I had no idea that debtor’s prison still existed! It always struck me as counter-productive. A strategic pound of flesh, as it were, appropriate when a creditor has crossed over from caring about collecting to caring mainly about punishing in retaliation for what may never be collected. Can you imagine if we still had that in all states and for debts of all kinds? It might be worse than the ridiculous overstuffing of prisons via the drug war.

That aside, the big issue here is the lack of representation, which is so blatently wrong it’s amazing it’s taken this long to show up before the Supremes.

On the plus side, each year the deadbeat spends in prison is a year of supporting himself he doesn’t have to do, so in that sense he benefits…

(I really need to add some categories if I am going to post regularly.)

No Second Term

I think this is exactly right. He is out of place, over his head, not happy, knows it, most of the world knows it, and everyone would be better off, including Obama.

Then there could be an honest battle for the office by new contenders. We wouldn’t have to vote for a stupid primary victor just because he wasn’t Obama, nor would we risk Obama winning because of an absurd nomination winner.

If the song and dance that got Obama elected was ever more than song and dance, he’s lost that, much as can happen when someone goes from normal (or brilliantly manic) to deeply depressed.

Nixon, Wilson, One of Those…

Don Surber notes just how Nixonian Obama seems, and rightly so, among others. I’ve compared him in the past to Wilson, Johnson, Nixon and Carter.

Thing is, he’s not as politcally savvy as Johnson, even if he’s wrecking the economy and ensuring things get really bad down the road, while trying to do big things that buy votes.

He’s not as natively intelligent as Carter, misguided and wrong though Carter was most of the time.
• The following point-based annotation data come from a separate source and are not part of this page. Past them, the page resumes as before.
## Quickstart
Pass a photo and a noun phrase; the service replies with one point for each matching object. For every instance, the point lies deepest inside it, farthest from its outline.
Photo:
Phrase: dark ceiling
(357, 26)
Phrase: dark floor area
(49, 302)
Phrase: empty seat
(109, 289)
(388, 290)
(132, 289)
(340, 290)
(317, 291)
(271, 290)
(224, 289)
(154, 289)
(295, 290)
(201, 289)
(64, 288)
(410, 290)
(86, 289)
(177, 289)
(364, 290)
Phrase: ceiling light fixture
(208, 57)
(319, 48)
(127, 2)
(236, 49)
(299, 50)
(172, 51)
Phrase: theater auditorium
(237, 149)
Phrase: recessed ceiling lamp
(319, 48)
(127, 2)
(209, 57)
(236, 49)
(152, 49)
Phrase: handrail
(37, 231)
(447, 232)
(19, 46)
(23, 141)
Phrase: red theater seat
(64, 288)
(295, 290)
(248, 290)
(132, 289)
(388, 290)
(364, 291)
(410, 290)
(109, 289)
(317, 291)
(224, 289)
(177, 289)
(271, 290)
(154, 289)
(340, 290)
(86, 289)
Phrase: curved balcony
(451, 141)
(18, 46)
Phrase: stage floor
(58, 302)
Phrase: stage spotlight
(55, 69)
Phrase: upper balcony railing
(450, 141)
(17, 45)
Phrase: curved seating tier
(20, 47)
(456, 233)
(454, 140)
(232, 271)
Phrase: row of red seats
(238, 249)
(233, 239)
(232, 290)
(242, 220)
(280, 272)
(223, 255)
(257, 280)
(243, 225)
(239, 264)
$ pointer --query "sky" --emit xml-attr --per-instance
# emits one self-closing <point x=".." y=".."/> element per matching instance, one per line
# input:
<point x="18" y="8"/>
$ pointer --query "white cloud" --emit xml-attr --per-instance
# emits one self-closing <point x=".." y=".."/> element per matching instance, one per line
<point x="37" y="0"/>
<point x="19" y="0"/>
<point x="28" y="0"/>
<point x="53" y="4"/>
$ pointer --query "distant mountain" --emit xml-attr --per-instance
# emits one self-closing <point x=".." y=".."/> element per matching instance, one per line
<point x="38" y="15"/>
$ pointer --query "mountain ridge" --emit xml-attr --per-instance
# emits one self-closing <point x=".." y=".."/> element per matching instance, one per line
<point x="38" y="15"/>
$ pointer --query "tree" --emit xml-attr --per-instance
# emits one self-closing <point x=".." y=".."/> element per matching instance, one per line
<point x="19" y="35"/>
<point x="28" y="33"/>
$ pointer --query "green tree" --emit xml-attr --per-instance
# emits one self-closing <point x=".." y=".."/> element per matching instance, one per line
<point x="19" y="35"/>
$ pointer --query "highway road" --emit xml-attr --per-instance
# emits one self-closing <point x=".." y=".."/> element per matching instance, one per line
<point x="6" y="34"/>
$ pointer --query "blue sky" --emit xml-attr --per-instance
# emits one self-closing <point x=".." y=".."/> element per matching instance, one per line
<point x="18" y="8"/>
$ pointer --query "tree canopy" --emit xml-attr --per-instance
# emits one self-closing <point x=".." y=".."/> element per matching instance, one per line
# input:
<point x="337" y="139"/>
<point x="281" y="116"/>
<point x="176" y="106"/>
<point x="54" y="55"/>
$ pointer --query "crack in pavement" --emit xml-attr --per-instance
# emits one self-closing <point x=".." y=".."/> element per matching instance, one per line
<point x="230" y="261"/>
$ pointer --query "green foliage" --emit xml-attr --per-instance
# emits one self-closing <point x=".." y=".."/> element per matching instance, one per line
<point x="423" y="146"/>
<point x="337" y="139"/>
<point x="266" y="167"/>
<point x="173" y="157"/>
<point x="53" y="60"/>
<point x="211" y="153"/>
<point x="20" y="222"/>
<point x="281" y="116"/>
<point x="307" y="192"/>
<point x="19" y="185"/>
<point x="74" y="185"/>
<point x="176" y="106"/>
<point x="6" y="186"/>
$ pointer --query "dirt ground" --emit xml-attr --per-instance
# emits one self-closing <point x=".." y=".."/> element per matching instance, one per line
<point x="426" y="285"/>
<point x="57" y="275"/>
Carter suffered in part being at the point when something had to be done about the fallout from Johnson and Nixon’s economic damage (and longer term, FDR’s), and from being too intellectual and micromanagerial. As much contempt as I have for Carter, having come of age then, and for the foreign policy problems dating back in large part to him, he nominated Volcker and he go the needed deregulation process rolling. Further, I doubt Carter ever had a malicious bone in his body, which I can’t say for the guy who’s now making him look almost… good.

Nixon, though… misguided on the economy, in ways almost as big as Johnson, and perhaps more directly. I mean, price controls? From a Republican? From anyone? Come on! Master of dirty tricks. If not subtle and masterful enough, obviously. Yeah, Nixonian for sure.

But the intellectual heir to Wilson, not caring about the Constitution, since it’s sooo outdated. Progressive nanny stater. Tinpot wannabe because he’s smarter and knows better than us. But was Wilson into crony “capitalism” like the rest? Maybe that’s something he has on Obama, but probably doesn’t count for much.

No doubt Obama would prefer to be compared favorably to Lincoln or Roosevelt, but those are the breaks. You have to lead, and at least want to be President once you’re in office.